Councillor Ben Miskell launching a campaign for Sheffield to host the Eurovision Song Contest.

Councillor Ben Miskell.

Sheffield has thrown its hat in the ring to host next year’s Eurovision Song Contest, which is likely to be held in the UK on behalf of this year’s winner Ukraine.

Councillor Ben Miskell launched the campaign with the words “Hello Europe.

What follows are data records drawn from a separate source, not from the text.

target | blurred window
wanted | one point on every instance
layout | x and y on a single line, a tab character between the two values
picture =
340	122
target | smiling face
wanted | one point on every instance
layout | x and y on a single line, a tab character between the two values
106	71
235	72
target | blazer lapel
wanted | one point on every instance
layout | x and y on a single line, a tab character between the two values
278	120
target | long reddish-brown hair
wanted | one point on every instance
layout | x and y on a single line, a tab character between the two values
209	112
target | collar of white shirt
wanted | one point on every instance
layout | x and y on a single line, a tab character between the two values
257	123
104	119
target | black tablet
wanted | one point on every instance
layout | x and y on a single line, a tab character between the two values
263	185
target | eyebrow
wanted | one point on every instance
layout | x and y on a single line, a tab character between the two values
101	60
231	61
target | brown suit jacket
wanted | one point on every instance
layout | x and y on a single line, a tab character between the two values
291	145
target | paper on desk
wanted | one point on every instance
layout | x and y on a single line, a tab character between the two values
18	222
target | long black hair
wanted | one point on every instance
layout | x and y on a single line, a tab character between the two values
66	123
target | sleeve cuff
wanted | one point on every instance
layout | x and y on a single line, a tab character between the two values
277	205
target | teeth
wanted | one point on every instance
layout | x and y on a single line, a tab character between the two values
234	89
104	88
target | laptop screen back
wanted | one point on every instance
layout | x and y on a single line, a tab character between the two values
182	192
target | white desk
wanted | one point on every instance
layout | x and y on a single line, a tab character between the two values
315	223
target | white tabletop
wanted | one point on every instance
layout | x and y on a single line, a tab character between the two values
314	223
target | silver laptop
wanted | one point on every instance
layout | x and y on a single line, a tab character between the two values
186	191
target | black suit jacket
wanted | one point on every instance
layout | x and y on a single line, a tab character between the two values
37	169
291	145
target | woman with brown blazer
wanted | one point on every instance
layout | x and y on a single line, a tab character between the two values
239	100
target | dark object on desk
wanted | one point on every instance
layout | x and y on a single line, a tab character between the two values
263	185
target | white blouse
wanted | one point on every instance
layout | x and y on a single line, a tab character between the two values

This is Sheffield calling”, and said that with a 13,000 capacity arena the city is “a natural choice” to host.

The council’s deputy leader Julie Grocutt told Now Then the city would be “absolutely honoured” to hold the competition, adding that the city is “no stranger to hosting major international events.”

“We reach out to offer our city not only as a place of sanctuary, but as a place to celebrate the unity and togetherness that Eurovision symbolises.”

Grocutt confirmed that the Council have contacted Eurovision organisers and the UK government to express their interest.

Since 1956 Sheffield has been twinned with the eastern Ukrainian city of Donetsk, which is currently illegally occupied by a Russian puppet government.

Ukraine won this year’s Eurovision in Turin, but tournament organisers have since confirmed they will not be able to host next year’s show (as is tradition) due to safety concerns.

Talks have opened with the BBC about hosting the contest in the UK, who came second this year with Sam Ryder’s ‘SPACE MAN’.

Cities including Glasgow, Leeds and Liverpool have also expressed an interest in playing host, which involves a massive logistical undertaking for a show watched by 161 million people around the world.

Miskell’s suggestion of Sheffield has already been backed by council leader Terry Fox and South Yorkshire mayor Oliver Coppard.

“If Sheffield want to put in a bid I will get absolutely right behind that and do whatever I can,” Coppard told BBC Radio Sheffield. “As long as they don’t ask me to sing I'll be more than happy.”